Core of IT: Processes: Arbitration

Processes

Introduction
Races/Exclusive Use
Arbitration
Synchronization
Deadlocks
Time Sharing

Authors:

Halleh Fatheisian
Eric Rosenberger

Arbitration

The Arbitration Problem

Driving a car is something that millions of people do every day, often without even thinking about it. And, like any routine, most people are able to establish a level of comfort and skill over time that allows them to drive largely on "auto-pilot". However, driving is actually a very complex process, requiring critical decisions to be made with nearly every second that passes. Not only are there physical obstacles to avoid, but at any given moment there can be dozens of other drivers sharing the road nearby, none aware of each others' intentions. And, while there are traffic laws to help ease the task of anticipating their moves, there are some situations requiring decisions that confound even the most experienced drivers.

Take, for example, the four-way stop. By enforcing serial access to an intersection, it allows cars to travel through in several directions without crashing into one another. Normally, drivers at a four-way stop decide who can enter the intersection first on the basis of who arrived first. However, there is always the possibility that a couple of drivers will arrive simultaneously, or at least at close enough intervals so that no one is able to discern their actual order. The law addresses this situation also, by granting right of way first to the rightmost driver in the group. But the law does not address the situation where drivers arrive from all four directions simultaneously, ruling out either given method of arbitration.

So what happens then? Often, nothing at all. The cars sit motionless, their engines idle. Each driver is faced with the decision of driving into the intersection first or waiting for one of the other drivers to drive into the intersection first. Picking the former could prove disastrous if any of the other drivers did the same -- picking the latter could force an eternal wait. Neither option is desirable, and the drivers quickly become edgy and uncomfortable. There may be false starts, with cars lurching forward only to be stopped at their drivers' realizations that the other cars have also lurched. There may be honks and headlights flashing as the drivers attempt to goad each other into going first. But no one is willing to take the plunge and claim the right of way. As time passes, and impatient looks become more intense, it is inevitable that someone will eventually decide to proceed -- however it is impossible to know how long this will take, and impossible to know who will be the one, until it happens.

This problem, known as arbitration failure, has been explored by philosophers and scientists alike for hundreds of years. It stems from the fact that, in order to make a decision between different possibilities, it is necessary for one of them to be more desirable than the others. Without this means of singling one out, choice is impossible, and only the inherent chaos in the universe can ever have a chance of breaking the tie -- and time is often on the side of the chaos. It might be tempting to categorize this as a problem with human nature or a breakdown of human reasoning. In the four way stop example, it appears to be just that. However, it is actually a fundamental principle of nature and can be observed even within the depths of electronic machinery.

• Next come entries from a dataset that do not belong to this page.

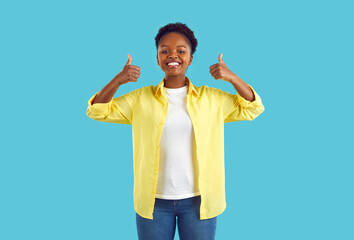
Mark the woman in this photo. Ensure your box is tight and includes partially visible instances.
[87,23,264,240]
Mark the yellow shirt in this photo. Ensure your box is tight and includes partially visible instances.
[86,77,264,220]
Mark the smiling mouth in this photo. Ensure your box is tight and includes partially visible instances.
[166,62,181,68]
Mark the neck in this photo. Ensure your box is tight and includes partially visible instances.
[164,75,187,88]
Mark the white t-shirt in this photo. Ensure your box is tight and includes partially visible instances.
[156,85,200,199]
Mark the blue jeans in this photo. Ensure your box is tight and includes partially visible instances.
[136,196,217,240]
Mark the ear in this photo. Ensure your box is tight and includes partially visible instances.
[188,55,193,65]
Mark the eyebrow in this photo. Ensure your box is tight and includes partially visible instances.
[160,45,186,48]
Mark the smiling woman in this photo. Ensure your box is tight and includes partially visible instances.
[86,23,264,240]
[155,23,198,88]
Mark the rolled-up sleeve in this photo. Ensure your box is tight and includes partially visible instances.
[219,85,265,123]
[86,88,142,125]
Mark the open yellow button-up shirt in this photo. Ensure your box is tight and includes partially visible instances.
[86,77,264,220]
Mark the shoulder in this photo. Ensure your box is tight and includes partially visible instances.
[195,85,221,96]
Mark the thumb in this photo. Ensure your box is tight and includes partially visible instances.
[219,53,224,63]
[125,53,133,65]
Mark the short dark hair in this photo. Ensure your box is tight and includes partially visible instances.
[155,22,198,55]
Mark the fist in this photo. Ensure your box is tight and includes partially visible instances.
[209,53,236,82]
[115,54,140,84]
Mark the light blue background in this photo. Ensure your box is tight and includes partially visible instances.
[0,0,354,240]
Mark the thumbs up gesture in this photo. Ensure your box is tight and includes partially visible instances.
[209,53,236,82]
[114,54,140,84]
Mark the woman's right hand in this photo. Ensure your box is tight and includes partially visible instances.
[114,54,140,85]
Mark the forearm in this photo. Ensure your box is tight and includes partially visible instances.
[92,78,121,104]
[230,74,255,102]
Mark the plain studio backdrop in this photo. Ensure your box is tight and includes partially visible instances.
[0,0,354,240]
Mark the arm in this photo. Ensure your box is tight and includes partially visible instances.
[218,84,265,123]
[86,54,142,124]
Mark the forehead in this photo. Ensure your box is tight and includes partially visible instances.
[159,32,189,47]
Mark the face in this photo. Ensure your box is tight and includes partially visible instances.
[157,32,193,77]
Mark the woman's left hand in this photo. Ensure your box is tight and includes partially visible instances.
[209,53,237,82]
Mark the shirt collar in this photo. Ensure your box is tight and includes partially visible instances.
[155,76,199,97]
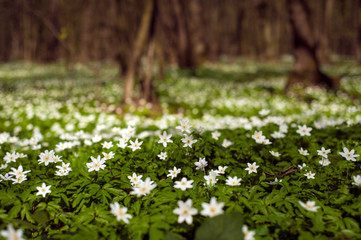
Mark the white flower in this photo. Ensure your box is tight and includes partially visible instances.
[86,155,105,172]
[216,166,228,174]
[298,163,307,170]
[271,132,285,139]
[304,171,316,179]
[174,177,193,191]
[204,170,218,186]
[258,109,270,116]
[296,125,312,136]
[9,165,31,178]
[352,175,361,187]
[280,124,288,133]
[201,197,224,217]
[102,152,115,160]
[181,135,197,148]
[319,158,331,166]
[226,176,242,186]
[269,151,281,157]
[242,225,256,240]
[252,131,266,144]
[128,138,143,152]
[298,148,309,157]
[130,178,157,197]
[339,147,360,162]
[347,106,357,113]
[158,131,173,147]
[176,120,192,133]
[0,223,25,240]
[317,147,331,158]
[92,135,103,143]
[0,173,12,181]
[38,150,55,166]
[56,162,72,175]
[157,152,168,160]
[245,162,259,174]
[173,199,198,225]
[128,173,143,187]
[212,131,221,140]
[117,139,128,149]
[222,139,233,148]
[16,153,28,158]
[36,183,51,197]
[194,158,208,170]
[298,201,319,212]
[167,167,181,179]
[55,169,69,177]
[110,202,132,223]
[4,152,19,163]
[10,175,28,184]
[268,178,282,185]
[53,155,62,163]
[102,142,113,149]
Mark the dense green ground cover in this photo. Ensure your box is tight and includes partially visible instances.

A metastable state can be likened to a ball balanced atop a sharp point.

In fact, electronics are perhaps in a worse position with regard to arbitration failure than humans. Arbiter circuits, which are designed to ensure that multiple incoming signals are processed one at a time, can become "confused" when more than one signal arrives simultaneously. Lacking reasoning, such circuits do not have any alternatives to consider when picking which signal should be processed first. Thus, they can easily become trapped in an undefined state, failing to produce a result until noise or other instabilities in the circuit cause one signal to overcome the others. Known as a metastable state, this condition can be likened to a ball balanced atop a sharp point, the direction in which it will ultimately fall unknown until it is finally tipped by a passing breeze.

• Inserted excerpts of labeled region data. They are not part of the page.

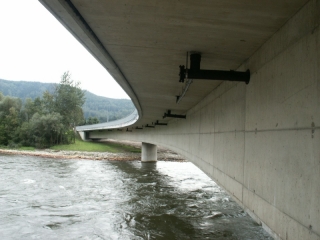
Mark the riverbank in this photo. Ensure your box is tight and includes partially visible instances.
[0,140,185,161]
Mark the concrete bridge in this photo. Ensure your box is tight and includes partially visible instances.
[41,0,320,240]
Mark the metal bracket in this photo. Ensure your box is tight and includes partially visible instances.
[163,110,186,119]
[179,53,250,84]
[154,120,168,126]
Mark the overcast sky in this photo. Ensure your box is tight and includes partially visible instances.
[0,0,129,98]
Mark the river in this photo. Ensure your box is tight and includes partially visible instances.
[0,155,272,240]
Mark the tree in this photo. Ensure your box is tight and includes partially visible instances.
[53,72,85,142]
[0,94,22,145]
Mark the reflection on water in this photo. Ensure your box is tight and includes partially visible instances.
[0,155,271,240]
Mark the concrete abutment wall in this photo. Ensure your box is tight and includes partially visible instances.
[89,0,320,239]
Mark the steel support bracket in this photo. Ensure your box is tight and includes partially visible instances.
[163,110,187,119]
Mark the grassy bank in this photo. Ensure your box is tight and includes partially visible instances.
[0,139,141,153]
[50,139,141,153]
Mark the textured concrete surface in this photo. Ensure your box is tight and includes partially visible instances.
[141,142,157,162]
[44,0,320,240]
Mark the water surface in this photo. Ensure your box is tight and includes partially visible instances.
[0,155,272,240]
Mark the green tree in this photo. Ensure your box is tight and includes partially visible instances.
[0,94,22,145]
[53,72,85,142]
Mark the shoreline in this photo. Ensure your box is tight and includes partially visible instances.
[0,149,185,162]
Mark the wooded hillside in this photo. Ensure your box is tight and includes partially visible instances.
[0,79,134,122]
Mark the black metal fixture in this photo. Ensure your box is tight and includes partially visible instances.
[154,120,168,126]
[179,53,250,84]
[163,110,186,119]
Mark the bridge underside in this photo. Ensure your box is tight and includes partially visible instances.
[42,0,320,239]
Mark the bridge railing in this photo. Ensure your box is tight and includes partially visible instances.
[76,110,139,132]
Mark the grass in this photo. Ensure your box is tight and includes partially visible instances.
[50,139,141,153]
[17,147,35,151]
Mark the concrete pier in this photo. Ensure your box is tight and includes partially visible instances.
[141,142,157,162]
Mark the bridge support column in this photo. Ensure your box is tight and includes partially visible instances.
[141,142,157,162]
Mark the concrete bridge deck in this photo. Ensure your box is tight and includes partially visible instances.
[41,0,320,239]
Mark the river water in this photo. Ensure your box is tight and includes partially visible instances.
[0,155,272,240]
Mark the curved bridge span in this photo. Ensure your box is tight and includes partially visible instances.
[41,0,320,239]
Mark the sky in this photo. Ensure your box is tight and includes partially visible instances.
[0,0,129,99]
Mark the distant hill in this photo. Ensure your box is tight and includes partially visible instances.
[0,79,135,122]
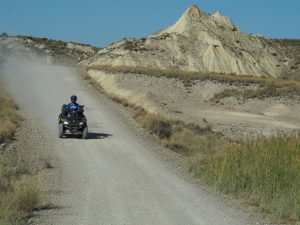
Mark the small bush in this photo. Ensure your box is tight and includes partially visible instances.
[135,110,172,139]
[0,178,40,225]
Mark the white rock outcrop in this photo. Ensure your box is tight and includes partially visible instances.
[82,5,289,77]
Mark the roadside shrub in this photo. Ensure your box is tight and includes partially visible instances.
[134,110,172,139]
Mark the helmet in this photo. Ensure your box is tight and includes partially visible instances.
[71,95,77,103]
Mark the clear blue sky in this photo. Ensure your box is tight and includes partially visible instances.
[0,0,300,47]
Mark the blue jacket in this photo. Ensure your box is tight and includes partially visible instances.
[66,102,80,110]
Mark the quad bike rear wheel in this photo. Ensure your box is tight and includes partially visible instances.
[58,123,64,138]
[82,126,88,139]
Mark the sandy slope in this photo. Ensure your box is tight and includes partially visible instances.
[1,60,270,225]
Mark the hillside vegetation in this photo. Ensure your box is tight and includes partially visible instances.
[0,83,40,225]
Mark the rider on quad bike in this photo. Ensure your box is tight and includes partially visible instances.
[58,95,88,139]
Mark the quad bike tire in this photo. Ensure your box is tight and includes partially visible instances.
[58,123,64,138]
[82,126,89,139]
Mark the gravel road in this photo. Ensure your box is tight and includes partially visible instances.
[4,60,270,225]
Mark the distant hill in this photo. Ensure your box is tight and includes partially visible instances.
[0,33,99,64]
[82,5,300,77]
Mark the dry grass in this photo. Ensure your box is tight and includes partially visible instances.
[82,68,300,224]
[0,83,22,143]
[211,82,300,102]
[134,109,221,155]
[0,156,40,225]
[0,80,40,225]
[83,65,300,86]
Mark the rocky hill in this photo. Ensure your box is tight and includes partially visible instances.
[82,5,300,77]
[0,33,99,65]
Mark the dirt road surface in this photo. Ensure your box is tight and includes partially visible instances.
[4,60,270,225]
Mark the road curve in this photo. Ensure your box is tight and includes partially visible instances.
[4,60,262,225]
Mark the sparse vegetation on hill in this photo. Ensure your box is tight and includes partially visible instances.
[0,83,21,143]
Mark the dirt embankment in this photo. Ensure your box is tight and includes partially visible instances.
[84,69,300,139]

Arbiter circuits subject to this problem can be found in just about any device that processes signals. Take, for example, the common building elevator, which has a controller attached to call buttons on several different floors. Normally, the controller records the order in which various buttons are pressed, and sends the elevator to the corresponding floors in the same order. However, what if the elevator were idle on the fifth floor, and people on the fourth and sixth floors were to simultaneously call it? Clearly the controller would have to pick one of the two floors to service first -- however, the conflicting simultaneous signals would force the controller into a metastable state, leaving the elevator suspended indefinitely and the people stranded until the controller reached its decision.

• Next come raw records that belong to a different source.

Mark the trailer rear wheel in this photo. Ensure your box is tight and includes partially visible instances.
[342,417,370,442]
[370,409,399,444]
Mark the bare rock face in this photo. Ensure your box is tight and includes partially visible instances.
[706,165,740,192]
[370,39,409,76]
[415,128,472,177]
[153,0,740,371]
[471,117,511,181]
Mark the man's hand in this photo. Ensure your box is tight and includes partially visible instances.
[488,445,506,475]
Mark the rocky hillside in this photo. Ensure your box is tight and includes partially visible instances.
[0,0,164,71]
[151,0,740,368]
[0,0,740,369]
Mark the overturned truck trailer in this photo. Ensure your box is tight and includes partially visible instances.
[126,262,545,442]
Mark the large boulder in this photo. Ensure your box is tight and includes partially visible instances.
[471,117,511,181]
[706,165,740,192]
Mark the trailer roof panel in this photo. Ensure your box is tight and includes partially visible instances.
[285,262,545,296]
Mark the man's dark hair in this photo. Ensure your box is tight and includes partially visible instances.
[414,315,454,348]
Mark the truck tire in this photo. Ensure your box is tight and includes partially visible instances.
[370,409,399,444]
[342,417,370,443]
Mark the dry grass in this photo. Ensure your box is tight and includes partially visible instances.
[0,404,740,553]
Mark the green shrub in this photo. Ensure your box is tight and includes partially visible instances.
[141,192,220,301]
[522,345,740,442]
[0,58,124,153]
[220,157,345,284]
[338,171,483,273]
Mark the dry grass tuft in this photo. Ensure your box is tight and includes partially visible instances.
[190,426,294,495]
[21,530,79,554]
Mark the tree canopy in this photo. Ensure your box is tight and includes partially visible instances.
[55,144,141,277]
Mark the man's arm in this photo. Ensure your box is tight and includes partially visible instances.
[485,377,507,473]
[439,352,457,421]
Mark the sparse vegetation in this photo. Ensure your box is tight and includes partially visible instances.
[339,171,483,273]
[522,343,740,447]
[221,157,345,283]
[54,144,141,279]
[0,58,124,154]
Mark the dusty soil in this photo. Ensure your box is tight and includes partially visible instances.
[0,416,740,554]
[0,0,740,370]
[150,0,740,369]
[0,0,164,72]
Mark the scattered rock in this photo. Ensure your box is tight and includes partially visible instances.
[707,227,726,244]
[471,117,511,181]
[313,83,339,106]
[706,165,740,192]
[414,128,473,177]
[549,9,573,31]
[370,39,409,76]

Fortunately, the probability of this happening with an elevator is small, just as four cars do not often descend upon an intersection at once. However, modern computers, which also contain arbiter circuits, are subjected to a nearly continuous barrage of incoming signals to process -- keystrokes, mouse movements, and network transmissions, to name a few. All of these signals must be dealt with one at a time in turn. Furthermore, there can be different devices within a single computer attempting to read from or write to the system memory at once, including the main processor (or processors), disk controllers, video cards, and so on. The signals from all of these devices must be serialized to maintain the integrity of the memory. Overall, the number of opportunities for arbitration failure in a computer is much higher than in a simple case such as the elevator controller.

If operations were to take much longer than normal, the processor might not allow enough time.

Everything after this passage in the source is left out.